The remarks were made at a Cato Institute event titled “The World According to Star Wars,” and based on Harvard professor Cass R. Sunstein’s book of the same name, in which Cannon also asserted the prequels actually obscure Vader’s initial desire for good, due to the overtly visage given to Chancellor-turned-Emperor Palpatine.

Despite George Lucas’ obvious attempts to try to make the shift believable, says Cannon, the film presents to the audience “a villain so cartoonish that he signals that he’s doing evil by changing his voice” and by his changing eye-color, instead of a believable tempter.

“That’s not how evil works and that’s not going to convince a do-gooder with a temper to turn genocidal,” says Cannon. But that’s Lucas’ intention, and it fits into one of the most commonplace totalitarian narratives in political history.

However, this self-deception doesn’t merely apply to grand-scale totalitarian regimes like the Galactic Empire or the fascist and communist states of the 20th century. One such lesser example of the abuse of power in the name of good was the increase in cigarette taxes under the ethos of improving public health through state coercion.

Higher cigarette taxes, Cannon explained, merely “nudged” people in the direction of not smoking while creating a black market for cheaper cigarettes obtained at lower tax levels.

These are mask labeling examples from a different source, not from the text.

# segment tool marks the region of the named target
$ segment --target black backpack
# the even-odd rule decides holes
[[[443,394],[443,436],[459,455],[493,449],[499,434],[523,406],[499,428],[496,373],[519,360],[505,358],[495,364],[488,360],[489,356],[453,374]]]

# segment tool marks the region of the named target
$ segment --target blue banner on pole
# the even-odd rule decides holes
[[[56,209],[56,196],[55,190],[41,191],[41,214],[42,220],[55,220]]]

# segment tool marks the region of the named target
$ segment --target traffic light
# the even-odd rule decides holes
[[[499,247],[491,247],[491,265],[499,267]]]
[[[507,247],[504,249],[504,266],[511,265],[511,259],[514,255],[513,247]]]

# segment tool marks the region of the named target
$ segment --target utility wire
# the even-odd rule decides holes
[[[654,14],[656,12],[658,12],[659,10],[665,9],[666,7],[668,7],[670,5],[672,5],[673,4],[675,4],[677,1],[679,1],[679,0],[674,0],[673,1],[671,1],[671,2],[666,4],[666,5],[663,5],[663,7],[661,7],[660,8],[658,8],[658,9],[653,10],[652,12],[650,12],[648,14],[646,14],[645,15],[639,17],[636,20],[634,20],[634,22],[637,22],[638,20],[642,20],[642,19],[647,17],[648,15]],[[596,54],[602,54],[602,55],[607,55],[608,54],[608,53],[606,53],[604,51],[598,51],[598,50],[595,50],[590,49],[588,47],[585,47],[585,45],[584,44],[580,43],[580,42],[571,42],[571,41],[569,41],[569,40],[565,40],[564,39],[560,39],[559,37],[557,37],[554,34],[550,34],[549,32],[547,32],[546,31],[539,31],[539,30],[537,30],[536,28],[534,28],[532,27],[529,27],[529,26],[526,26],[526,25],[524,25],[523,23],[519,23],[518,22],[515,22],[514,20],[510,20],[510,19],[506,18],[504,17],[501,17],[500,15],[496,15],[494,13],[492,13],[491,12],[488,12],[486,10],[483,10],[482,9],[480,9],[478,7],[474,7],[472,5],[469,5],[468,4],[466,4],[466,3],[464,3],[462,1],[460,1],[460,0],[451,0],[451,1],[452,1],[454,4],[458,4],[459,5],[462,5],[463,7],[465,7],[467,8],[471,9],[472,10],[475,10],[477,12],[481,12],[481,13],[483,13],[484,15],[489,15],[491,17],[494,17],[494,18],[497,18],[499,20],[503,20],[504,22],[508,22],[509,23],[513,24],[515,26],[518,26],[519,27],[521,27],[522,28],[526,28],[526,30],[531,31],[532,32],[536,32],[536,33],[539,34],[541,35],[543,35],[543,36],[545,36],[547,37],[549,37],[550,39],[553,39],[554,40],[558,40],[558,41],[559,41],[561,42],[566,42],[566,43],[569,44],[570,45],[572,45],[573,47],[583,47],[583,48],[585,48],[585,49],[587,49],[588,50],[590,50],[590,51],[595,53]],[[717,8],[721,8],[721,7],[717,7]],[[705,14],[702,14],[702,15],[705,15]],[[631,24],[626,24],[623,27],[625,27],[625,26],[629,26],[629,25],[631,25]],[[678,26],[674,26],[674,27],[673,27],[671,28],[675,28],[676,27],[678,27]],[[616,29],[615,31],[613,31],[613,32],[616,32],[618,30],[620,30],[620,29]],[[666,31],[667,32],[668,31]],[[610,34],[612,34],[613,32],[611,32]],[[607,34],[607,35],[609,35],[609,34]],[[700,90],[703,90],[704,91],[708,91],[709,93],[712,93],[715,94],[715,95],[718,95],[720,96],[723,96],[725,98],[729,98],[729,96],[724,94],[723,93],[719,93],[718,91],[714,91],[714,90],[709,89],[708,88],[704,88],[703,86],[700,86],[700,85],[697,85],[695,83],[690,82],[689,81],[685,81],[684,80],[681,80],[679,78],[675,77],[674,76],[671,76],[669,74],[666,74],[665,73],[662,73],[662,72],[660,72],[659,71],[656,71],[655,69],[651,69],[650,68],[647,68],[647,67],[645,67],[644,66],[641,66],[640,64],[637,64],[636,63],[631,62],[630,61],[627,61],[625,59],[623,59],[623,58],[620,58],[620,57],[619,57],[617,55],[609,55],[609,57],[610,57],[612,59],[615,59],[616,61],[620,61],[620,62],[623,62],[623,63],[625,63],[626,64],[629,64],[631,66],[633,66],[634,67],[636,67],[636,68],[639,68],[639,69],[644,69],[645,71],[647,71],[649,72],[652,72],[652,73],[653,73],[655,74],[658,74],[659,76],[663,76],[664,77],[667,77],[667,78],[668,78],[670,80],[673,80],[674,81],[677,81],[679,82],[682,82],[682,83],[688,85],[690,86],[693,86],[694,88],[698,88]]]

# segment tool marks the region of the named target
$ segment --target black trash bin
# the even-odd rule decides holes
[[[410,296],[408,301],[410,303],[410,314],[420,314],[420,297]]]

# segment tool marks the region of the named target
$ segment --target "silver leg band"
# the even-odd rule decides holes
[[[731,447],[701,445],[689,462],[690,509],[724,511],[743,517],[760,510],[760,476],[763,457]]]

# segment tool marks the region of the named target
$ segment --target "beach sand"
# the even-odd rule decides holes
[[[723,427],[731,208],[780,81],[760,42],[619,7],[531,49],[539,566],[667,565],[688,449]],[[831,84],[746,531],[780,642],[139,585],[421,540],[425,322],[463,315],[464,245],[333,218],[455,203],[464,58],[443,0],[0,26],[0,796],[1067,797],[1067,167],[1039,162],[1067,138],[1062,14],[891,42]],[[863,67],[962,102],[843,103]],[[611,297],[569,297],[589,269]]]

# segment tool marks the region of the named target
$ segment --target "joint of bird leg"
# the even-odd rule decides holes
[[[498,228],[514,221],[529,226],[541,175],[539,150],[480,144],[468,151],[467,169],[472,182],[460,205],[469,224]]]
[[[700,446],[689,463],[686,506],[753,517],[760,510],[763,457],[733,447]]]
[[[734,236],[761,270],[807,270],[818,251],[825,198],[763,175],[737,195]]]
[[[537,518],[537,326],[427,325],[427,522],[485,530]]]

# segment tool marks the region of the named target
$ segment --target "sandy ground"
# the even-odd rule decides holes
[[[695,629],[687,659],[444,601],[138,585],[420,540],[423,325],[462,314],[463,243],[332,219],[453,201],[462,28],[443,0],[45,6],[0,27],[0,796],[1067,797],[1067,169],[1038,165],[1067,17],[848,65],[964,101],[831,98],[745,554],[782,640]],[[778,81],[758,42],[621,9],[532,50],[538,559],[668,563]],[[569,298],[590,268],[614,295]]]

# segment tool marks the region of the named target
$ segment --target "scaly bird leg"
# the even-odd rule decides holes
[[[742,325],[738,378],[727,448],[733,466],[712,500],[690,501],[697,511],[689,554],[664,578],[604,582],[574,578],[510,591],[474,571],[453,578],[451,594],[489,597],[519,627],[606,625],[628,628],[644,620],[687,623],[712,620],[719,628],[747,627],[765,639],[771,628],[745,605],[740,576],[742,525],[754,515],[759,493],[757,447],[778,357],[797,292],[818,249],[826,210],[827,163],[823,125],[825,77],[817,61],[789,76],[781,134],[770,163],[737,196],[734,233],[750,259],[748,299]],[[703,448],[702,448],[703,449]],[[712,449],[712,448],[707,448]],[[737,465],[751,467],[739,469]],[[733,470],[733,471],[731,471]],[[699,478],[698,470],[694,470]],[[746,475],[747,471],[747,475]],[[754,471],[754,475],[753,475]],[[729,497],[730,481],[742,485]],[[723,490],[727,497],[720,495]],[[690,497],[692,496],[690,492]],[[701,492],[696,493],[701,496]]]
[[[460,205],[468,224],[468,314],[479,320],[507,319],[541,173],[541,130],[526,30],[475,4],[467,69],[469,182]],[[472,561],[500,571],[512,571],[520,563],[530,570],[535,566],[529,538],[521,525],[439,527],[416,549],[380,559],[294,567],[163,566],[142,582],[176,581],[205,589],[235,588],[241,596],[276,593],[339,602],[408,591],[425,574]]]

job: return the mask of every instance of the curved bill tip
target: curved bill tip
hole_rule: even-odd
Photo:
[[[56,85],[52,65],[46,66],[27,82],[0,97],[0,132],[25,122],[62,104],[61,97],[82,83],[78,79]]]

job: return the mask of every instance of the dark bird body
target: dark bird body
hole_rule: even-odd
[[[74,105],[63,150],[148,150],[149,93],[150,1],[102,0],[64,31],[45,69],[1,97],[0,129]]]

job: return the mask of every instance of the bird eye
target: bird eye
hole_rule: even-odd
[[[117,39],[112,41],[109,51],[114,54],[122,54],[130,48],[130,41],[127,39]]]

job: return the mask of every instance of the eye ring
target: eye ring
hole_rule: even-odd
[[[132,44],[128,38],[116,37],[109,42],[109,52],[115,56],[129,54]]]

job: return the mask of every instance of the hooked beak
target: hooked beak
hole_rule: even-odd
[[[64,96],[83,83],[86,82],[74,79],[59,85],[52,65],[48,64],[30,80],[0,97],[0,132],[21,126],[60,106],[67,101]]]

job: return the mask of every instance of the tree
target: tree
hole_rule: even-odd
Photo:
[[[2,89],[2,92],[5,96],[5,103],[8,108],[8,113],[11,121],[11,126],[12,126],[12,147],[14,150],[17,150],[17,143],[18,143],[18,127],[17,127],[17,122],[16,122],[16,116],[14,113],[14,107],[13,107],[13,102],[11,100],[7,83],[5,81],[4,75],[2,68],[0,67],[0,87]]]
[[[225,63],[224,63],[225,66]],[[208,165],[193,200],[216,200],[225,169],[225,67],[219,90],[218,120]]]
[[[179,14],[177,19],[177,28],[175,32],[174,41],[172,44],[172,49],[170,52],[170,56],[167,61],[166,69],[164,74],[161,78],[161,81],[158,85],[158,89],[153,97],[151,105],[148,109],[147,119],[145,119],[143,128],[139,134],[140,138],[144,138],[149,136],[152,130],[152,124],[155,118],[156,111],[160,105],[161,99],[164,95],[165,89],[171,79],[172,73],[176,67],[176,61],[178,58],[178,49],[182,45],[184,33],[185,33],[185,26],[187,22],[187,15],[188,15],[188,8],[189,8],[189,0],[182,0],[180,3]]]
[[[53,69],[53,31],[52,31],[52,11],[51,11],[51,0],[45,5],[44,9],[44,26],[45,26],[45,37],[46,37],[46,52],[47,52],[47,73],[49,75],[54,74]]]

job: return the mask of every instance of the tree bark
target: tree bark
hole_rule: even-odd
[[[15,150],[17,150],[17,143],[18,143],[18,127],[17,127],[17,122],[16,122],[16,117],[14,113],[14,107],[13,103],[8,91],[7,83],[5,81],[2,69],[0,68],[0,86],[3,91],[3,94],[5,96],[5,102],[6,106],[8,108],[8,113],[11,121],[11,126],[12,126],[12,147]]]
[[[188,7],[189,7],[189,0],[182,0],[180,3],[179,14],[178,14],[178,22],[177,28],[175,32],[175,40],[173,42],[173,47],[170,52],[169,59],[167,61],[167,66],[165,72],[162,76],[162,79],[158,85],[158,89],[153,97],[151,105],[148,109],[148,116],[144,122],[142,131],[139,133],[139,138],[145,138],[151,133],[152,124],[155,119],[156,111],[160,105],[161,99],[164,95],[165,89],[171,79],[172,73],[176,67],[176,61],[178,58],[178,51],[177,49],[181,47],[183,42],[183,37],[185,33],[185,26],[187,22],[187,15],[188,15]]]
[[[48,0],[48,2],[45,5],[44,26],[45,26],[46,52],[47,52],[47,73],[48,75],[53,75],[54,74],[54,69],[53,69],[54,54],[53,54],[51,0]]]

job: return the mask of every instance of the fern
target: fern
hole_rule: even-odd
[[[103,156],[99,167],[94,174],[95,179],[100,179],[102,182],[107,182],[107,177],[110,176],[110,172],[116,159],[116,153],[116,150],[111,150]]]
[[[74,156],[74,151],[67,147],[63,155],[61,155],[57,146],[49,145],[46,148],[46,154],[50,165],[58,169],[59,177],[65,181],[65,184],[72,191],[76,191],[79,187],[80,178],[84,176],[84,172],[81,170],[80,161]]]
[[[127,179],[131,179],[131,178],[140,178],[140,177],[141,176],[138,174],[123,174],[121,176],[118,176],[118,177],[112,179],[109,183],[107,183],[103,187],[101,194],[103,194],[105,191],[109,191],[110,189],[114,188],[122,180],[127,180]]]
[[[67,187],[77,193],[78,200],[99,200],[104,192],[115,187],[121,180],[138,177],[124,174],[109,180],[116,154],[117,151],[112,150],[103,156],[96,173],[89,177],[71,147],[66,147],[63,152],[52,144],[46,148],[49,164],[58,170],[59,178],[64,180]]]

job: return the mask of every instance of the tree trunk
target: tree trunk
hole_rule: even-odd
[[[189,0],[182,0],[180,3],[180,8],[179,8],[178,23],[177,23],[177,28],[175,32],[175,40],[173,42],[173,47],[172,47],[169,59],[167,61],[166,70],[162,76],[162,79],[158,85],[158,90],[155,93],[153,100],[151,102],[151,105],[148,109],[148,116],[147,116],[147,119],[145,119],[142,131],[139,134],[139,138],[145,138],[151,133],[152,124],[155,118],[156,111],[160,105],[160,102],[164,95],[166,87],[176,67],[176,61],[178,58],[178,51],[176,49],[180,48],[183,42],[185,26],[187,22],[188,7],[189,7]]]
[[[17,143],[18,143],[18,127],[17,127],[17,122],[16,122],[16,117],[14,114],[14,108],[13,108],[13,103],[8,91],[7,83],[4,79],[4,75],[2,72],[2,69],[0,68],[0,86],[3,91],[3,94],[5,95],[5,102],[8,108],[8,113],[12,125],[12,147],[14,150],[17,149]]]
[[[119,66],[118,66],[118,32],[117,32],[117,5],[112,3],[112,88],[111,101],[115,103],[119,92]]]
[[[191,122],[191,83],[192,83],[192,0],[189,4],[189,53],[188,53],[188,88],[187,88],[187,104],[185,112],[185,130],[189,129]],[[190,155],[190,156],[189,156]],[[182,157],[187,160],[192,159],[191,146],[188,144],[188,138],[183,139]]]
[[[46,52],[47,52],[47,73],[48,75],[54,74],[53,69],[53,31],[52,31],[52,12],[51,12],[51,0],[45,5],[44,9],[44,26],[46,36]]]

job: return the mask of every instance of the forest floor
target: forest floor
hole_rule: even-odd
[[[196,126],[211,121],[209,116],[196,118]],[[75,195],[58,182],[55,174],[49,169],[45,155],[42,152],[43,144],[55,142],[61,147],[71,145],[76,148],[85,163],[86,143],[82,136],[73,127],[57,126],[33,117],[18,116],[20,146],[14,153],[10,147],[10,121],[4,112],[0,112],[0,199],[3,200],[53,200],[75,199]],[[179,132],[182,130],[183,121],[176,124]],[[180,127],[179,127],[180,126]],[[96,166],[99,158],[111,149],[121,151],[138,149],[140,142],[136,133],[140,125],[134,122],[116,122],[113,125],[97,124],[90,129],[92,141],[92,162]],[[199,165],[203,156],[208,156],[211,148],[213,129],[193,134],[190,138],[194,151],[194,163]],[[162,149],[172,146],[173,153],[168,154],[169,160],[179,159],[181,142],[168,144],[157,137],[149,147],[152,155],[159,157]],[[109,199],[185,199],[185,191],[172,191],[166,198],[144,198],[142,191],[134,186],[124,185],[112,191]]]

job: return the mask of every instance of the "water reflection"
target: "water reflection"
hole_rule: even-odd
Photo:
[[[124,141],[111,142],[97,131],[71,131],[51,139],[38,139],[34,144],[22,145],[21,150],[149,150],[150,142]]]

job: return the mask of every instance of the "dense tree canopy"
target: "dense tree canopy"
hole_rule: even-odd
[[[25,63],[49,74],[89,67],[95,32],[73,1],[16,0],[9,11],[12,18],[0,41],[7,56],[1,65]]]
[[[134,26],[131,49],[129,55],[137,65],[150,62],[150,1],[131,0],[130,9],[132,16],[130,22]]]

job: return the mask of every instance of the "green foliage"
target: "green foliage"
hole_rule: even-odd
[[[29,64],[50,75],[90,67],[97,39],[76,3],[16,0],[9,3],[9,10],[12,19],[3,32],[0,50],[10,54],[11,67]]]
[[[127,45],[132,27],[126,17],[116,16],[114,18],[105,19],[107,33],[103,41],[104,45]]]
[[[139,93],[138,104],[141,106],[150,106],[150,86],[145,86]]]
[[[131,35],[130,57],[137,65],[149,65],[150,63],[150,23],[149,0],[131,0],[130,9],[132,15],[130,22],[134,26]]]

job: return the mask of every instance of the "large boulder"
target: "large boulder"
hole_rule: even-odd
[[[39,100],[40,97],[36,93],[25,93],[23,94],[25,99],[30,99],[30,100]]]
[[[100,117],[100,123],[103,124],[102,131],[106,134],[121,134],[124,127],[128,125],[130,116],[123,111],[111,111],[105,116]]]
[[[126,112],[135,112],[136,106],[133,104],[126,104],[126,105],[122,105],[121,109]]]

This, in turn, increases the number of violent reactions between citizens and police over enforcement of the tax, like the one that led to the death of Eric Garner in New York in 2014, who died while resisting arrest under suspicion of illegally selling untaxed cigarettes.

However, this did not initiate a nationwide discussion about higher cigarette taxes, Cannon said, “because of an ideology that says it’s okay for the government to use violence as the police did here to discourage smoking and to make people pay for healthcare for others.”

Once again, under the guise of doing something “good” through the power of the state, a black market was created and at least one life was lost.

In light of these human tendency towards self-deception, Cannon offered a few takeaways from the Star Wars saga as a whole.

First, he says everyone should recognize that no human being is immune to self-deception, and that we should strive to govern accordingly.

“Since we’re all potential evildoers,” he says, the narrative instructs each of us to approach public policy “with a monkish humility.”

Second, it isn’t a good idea to give the government too much to do in the first place.

“The more choices we empower politicians to make for us, the more squabbling, corruption, and abuse of power we will find in the Galactic Senate,” he explained. “And if our ideology tells us that there shouldn’t be so much squabbling … then there will be calls to give someone the power to end the squabbling and to make people agree.”

Finally, Cannon concludes, “It’s probably best if we use the course of power solely to restrain people from harming each other, not as a tool to achieve other potential goods,” and that the best way to check these tendencies is with a written constitution which “pits self-deception against self-deception” and “checks ambition with ambition.”